Text-to-speech API FAQ
We’ve compiled a list of frequently asked questions from our developer community. If you don’t see your question here, join the discussion on our Discord.
What languages are supported by TTS?
Hume’s OCTAVE text-to-speech currently supports English and Spanish, but more languages are coming soon.
What accents are supported by TTS?
Right now the accents that work best are standard English-language accents - e.g. all American variations (like African American, New York, Boston, Texan, etc), Indian, Canadian, Australian, Scottish, New Zealand, and South African. Support for more foreign language accents is coming soon!
To design a voice with an accent, just describe that accent in the voice prompt and then use the generate feature in the voice creation flow of the Platform UI to create some text that matches the description. You can also try generating foreign language accents by creating a voice using non-English text and then applying that voice to English text.
How is Hume’s speech-language model different from other text-to-speech models?
Hume’s TTS product is based on OCTAVE, the first LLM for text-to-speech. OCTAVE stands out from traditional TTS models because its LLM foundation allows it to understand the meaning of the words it’s saying at a much deeper level.
This fundamental difference not only enables OCTAVE to sound more natural, but also gives it its ability to generate voices based on descriptive prompts, or change its output based on instructions - it understands what these descriptions mean. This translates to unprecedented creative control through natural language instructions, enabling voice generation that responds intelligently to context, emotion, and nuanced descriptions rather than just converting text to phonemes.
How is Hume’s OCTAVE TTS different from ElevenLabs, or other text-to-speech providers?
ElevenLabs, Speechify, PlayHT, and other text-to-speech providers use more traditional text-to-speech models that focus more on the pronunciation of the characters being read but not their meaning.
By contrast, Hume’s OCTAVE TTS with its LLM backbone can understand context, emotion, and descriptions, similar to how ChatGPT can understand context and knowledge about the world as it answers your questions.
What’s the best way to prompt Hume’s model for voice design?
See our prompting guide for tips on prompting OCTAVE.
What are acting instructions? How do they help my voice output?
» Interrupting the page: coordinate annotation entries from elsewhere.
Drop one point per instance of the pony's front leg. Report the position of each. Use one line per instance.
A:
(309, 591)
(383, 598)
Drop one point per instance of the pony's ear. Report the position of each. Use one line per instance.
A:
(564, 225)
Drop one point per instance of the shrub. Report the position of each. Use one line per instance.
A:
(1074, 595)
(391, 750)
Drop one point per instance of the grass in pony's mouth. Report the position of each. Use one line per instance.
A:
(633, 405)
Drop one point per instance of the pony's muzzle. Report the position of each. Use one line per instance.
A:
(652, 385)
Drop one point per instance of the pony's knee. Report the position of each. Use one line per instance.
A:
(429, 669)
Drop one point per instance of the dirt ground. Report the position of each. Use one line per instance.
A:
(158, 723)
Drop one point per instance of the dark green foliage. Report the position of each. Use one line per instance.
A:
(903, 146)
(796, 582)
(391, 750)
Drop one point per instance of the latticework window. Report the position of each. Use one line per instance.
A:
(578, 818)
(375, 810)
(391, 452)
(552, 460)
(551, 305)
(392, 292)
Acting instructions are a way to provide additional guidance in the voice delivery of Hume’s TTS, after you’ve already created the voice. For example, you can add stage directions to “slow down”, “act angry”, or “speak in an extremely exaggerated prosodic tone”!
What happens if I exceed my usage limit?
If you have the Creator, Pro, Scale, or Business plans, you can pay a set amount per 1000 additional characters. If you are on Free or Starter, additional usage will require an upgrade.
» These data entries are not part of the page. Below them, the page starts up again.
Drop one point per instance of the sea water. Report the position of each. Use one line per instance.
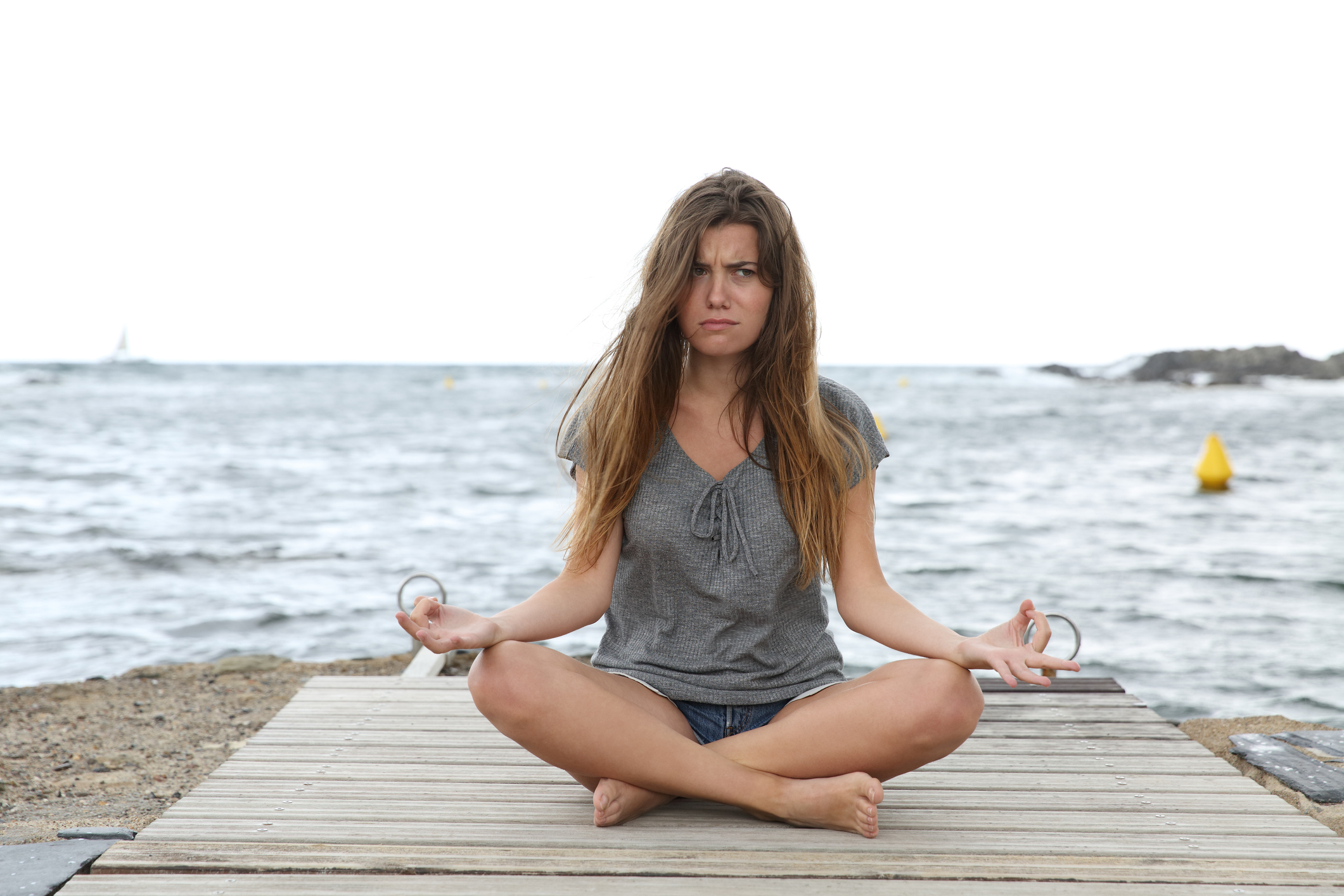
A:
(169, 513)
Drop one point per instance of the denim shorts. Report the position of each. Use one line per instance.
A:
(713, 722)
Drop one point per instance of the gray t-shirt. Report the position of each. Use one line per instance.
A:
(705, 606)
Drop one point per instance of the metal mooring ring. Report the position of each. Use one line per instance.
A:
(412, 578)
(1078, 634)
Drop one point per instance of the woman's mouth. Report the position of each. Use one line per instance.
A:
(717, 324)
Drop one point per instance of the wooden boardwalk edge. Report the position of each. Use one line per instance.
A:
(390, 779)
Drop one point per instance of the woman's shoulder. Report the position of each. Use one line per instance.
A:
(843, 398)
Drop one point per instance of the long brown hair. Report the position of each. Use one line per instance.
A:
(811, 448)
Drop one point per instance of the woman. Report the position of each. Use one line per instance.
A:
(718, 478)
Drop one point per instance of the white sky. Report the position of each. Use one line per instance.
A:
(988, 183)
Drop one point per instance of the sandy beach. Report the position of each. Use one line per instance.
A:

Can I generate audiobooks or podcasts with Hume’s OCTAVE TTS?
Using Hume’s Projects interface, you can create audiobooks or podcasts. You can even set different texts to be read by different voices, to create a fully immersive experience.
Can I adjust the speed, pitch, or emotions of a voice output?
You can specify pitch and emotions in a prompt when designing your AI voice and you can specify pitch and emotions in acting instructions when using an existing voice.
Can I use your TTS voices for commercial projects (e.g., YouTube, games, voice assistants)?
Yes, paid users can use the services for commercial purposes. free users are limited to non-commercial use only.
Are there any restrictions on using TTS-generated voices in monetized content?
No, but your use must comply with Hume’s prohibited use policy. There are no specific restrictions on monetization itself, but all use must adhere to their rules against harmful/illegal applications.
Do I own the rights to my custom voices?
Yes, you retain rights to your output, but you grant Hume a perpetual license to use your voice recordings and voice models to provide/improve services and develop new products. Hume won’t share your AI voices or speech samples without permission.
Is attribution required when using TTS output?*
No, no attribution is required - but a shoutout to Hume is always appreciated!
Can I clone my voice or the voices of others?
Voice cloning isn’t supported at launch, but it will be supported soon!